Concern 3: a detailed analysis of batch decoding. This is the detailed memory usage and latency of Llama2-7B with batch sizes of 1, 2, and 5. The '#' symbol indicates an 'out of memory' issue.
| Metric | Batch Size | base | 24k | 16K | 8K | 4K | 2K |
|---|---|---|---|---|---|---|---|
| Mem. (GB) | 2 | 64.3 | 65.2 | 48.3 | 31.3 | 22.8 | 18.5 |
| Lat.(s) | 2 | 115.1 | 117.1 | 80.0 | 45.9 | 30.1 | 29.3 |
| Mem. (GB) | 5 | # | # | # | 56.3 | 35.2 | 24.7 |
| Lat.(s) | 5 | # | # | # | 68.5 | 49.6 | 31.6 |
Concern 4: why the PPL decrease?
This is due to the natural distribution of the dataset. Due to the length limit, we will provide detailed statistics in discussion period.
Dear reviewers! Thank you for your hard work.
During the rebuttal phase, we conducted many experiments and addressed most of your questions in detail: 1) Comparison of Temp-Lora with other existing long-text generation methods like Dynamic-NTK (Please refer to Response to concern 1 of Reviewer 3Zws); 2) The effect of Temp-Lora on other open-source models (Please refer to Response to concern 1 of Reviewer Sdmf); 3) Why we don't use benchmarks like LongBench (Please refer to Response to concern 2 of Reviewer 3Zws).
We are confident that after reading the rebuttal, you will have a new and more comprehensive understanding of the effectiveness of Temp-Lora. In fact, we have already applied Temp-Lora technology in many real-world applications, such as: 1) In our chat-style assistant, users can upload infinitely long documents as background information, and we will use these documents to initialize a Temp-Lora module and continue training it with subsequent user conversations. 2) We have developed some lifelong game NPCs that need to accompany users for a very long time and gradually have "unique memories" between them. These memories are implemented with Temp-Lora. 3) We also have a translation tool specifically for professional translators. They can update the Temp-Lora module with their translation history when translating long documents (such as novels) to maintain better consistency in subsequent translations (this scenario is very similar to our second experiment).
We believe that Temp-Lora represents a new paradigm for storing long-context information: in addition to being stored in the context window and external databases, model parameters can also effectively store historical knowledge.

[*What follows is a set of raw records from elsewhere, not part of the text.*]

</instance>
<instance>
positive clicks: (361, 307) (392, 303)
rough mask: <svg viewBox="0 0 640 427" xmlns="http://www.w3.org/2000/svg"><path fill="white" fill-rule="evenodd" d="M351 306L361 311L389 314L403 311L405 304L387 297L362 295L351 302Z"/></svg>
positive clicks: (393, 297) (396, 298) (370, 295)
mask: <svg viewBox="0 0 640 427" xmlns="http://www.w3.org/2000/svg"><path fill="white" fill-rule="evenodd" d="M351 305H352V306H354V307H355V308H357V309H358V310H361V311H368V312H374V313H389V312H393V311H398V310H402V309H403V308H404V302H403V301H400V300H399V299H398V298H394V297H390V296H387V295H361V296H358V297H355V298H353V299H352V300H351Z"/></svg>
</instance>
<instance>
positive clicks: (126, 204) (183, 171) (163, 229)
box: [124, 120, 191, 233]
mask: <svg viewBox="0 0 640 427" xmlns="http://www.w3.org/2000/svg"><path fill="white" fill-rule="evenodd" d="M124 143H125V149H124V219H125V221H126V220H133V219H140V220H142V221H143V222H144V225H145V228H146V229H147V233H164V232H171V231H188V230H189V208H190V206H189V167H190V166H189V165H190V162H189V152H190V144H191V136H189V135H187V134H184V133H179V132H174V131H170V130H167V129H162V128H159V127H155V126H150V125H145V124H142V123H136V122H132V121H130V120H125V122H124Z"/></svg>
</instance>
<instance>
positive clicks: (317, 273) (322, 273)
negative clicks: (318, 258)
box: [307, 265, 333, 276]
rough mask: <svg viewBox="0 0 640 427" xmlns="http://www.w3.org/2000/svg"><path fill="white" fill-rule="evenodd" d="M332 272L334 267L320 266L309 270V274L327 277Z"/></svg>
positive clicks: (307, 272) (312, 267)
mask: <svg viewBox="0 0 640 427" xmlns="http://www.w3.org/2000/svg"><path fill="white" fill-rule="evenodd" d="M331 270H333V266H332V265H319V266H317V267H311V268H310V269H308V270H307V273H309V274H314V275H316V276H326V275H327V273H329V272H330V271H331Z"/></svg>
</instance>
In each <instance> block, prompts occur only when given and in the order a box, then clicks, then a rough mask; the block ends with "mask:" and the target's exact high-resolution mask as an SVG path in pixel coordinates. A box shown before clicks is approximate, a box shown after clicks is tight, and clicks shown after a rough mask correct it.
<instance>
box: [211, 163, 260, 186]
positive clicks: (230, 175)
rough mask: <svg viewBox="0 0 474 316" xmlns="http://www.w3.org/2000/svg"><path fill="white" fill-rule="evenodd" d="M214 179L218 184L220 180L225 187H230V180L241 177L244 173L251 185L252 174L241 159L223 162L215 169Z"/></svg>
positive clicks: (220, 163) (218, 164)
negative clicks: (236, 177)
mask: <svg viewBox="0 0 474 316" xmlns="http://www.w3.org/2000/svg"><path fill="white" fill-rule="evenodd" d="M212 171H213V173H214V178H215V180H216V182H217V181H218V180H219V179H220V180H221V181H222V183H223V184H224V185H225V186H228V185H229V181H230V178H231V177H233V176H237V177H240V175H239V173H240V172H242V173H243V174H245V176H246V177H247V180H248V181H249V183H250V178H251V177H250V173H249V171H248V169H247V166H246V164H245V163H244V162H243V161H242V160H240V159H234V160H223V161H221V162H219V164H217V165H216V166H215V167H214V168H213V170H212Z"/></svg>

This is also consistent with human nature: people do not re-attend all context information every time they make a decision, most of the time we rely on the memory in our brains (model parameters) to make decisions, only when we need detailed information and can't remember it, will we review past records (KV cache and RAG) to help make decisions.
If you have any other questions, please send them before the end of the discussion period, and we will answer them as soon as possible.
Some concerns were addressed by the authors during the response period. Some reviewers are enthusiastic about the paper. Towards Accept.